Dans le cadre de sa diplomatie de réconciliation régionale, le président sierra-léonais Julius Maada Bio a entamé mardi une visite officielle de deux jours au Burkina Faso, marquant une nouvelle étape dans ses efforts pour restaurer le dialogue entre la Cédéao et la Confédération des États du Sahel (AES).
Cette démarche diplomatique s’inscrit dans la continuité de l’appel au dialogue lancé par le dirigeant sierra-léonais en août dernier, témoignant de sa volonté de surmonter les fractures qui ont secoué l’architecture régionale ouest-africaine.
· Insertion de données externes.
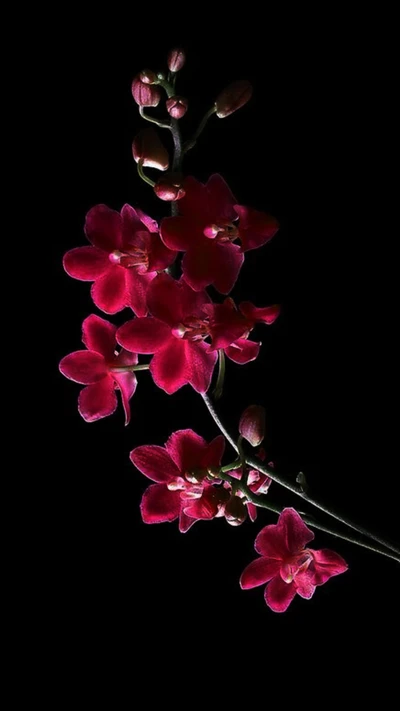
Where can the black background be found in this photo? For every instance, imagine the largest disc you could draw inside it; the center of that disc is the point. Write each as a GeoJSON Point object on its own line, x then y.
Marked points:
{"type": "Point", "coordinates": [308, 149]}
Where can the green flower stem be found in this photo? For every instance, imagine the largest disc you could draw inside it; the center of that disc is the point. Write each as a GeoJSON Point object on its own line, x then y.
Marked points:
{"type": "Point", "coordinates": [192, 142]}
{"type": "Point", "coordinates": [231, 467]}
{"type": "Point", "coordinates": [130, 368]}
{"type": "Point", "coordinates": [256, 463]}
{"type": "Point", "coordinates": [221, 375]}
{"type": "Point", "coordinates": [262, 502]}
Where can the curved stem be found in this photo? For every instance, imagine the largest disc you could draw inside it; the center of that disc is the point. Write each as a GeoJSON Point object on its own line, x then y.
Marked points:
{"type": "Point", "coordinates": [192, 142]}
{"type": "Point", "coordinates": [177, 158]}
{"type": "Point", "coordinates": [261, 502]}
{"type": "Point", "coordinates": [130, 368]}
{"type": "Point", "coordinates": [158, 122]}
{"type": "Point", "coordinates": [283, 481]}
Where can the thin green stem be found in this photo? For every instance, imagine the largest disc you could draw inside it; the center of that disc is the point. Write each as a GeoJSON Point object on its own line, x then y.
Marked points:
{"type": "Point", "coordinates": [143, 176]}
{"type": "Point", "coordinates": [261, 502]}
{"type": "Point", "coordinates": [221, 375]}
{"type": "Point", "coordinates": [192, 141]}
{"type": "Point", "coordinates": [158, 122]}
{"type": "Point", "coordinates": [256, 463]}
Un engagement renouvelé pour l’unité régionale
« Notre bloc régional a toujours défendu la paix, l’unité et la prospérité partagée pour tous nos citoyens », a déclaré Julius Maada Bio sur les réseaux sociaux à son arrivée dans la capitale burkinabè. Le président en exercice de l’Autorité des Chefs d’État de la Cédéao a souligné le caractère « très productif » de ses premiers échanges avec le Capitaine Ibrahim Traoré.
Cette rencontre au sommet s’articule autour de deux axes principaux : des discussions bilatérales visant à consolider la coopération entre la Sierra Léone et le Burkina Faso, et des consultations stratégiques sur les enjeux régionaux et internationaux. Les deux délégations participeront à une séance de travail élargie, complétée par un entretien en tête-à-tête entre les deux dirigeants.
Cette visite constitue la deuxième mission diplomatique de Julius Maada Bio à Ouagadougou en l’espace de treize mois, après celle d’août 2024. Cette fréquence témoigne de l’importance stratégique accordée par la CEDEAO au maintien du dialogue avec les pays sahéliens, malgré leur sortie officielle de l’organisation.
L’initiative s’enracine dans la conviction exprimée par le président sierra-léonais le 5 août dernier, lorsqu’il avait plaidé pour « un partenariat plus étroit et plus fort » entre les deux blocs régionaux, estimant qu’il était « impératif de construire une relation plus forte » avec les nations sahéliennes.
Un contexte régional en mutation
Cette démarche diplomatique intervient dans un paysage régional profondément reconfiguré. Après avoir annoncé leur retrait de la Cédéao en janvier 2024, le Burkina Faso, le Mali et le Niger ont franchi une nouvelle étape en transformant l’Alliance des États du Sahel en Confédération en juillet 2024. Leur départ définitif de l’organisation ouest-africaine s’est matérialisé en janvier 2025, conformément aux procédures statutaires.
Face à cette reconfiguration géopolitique, la visite de Julius Maada Bio traduit une approche pragmatique visant à préserver les liens historiques et à construire de nouveaux cadres de coopération adaptés aux réalités actuelles de la sous-région.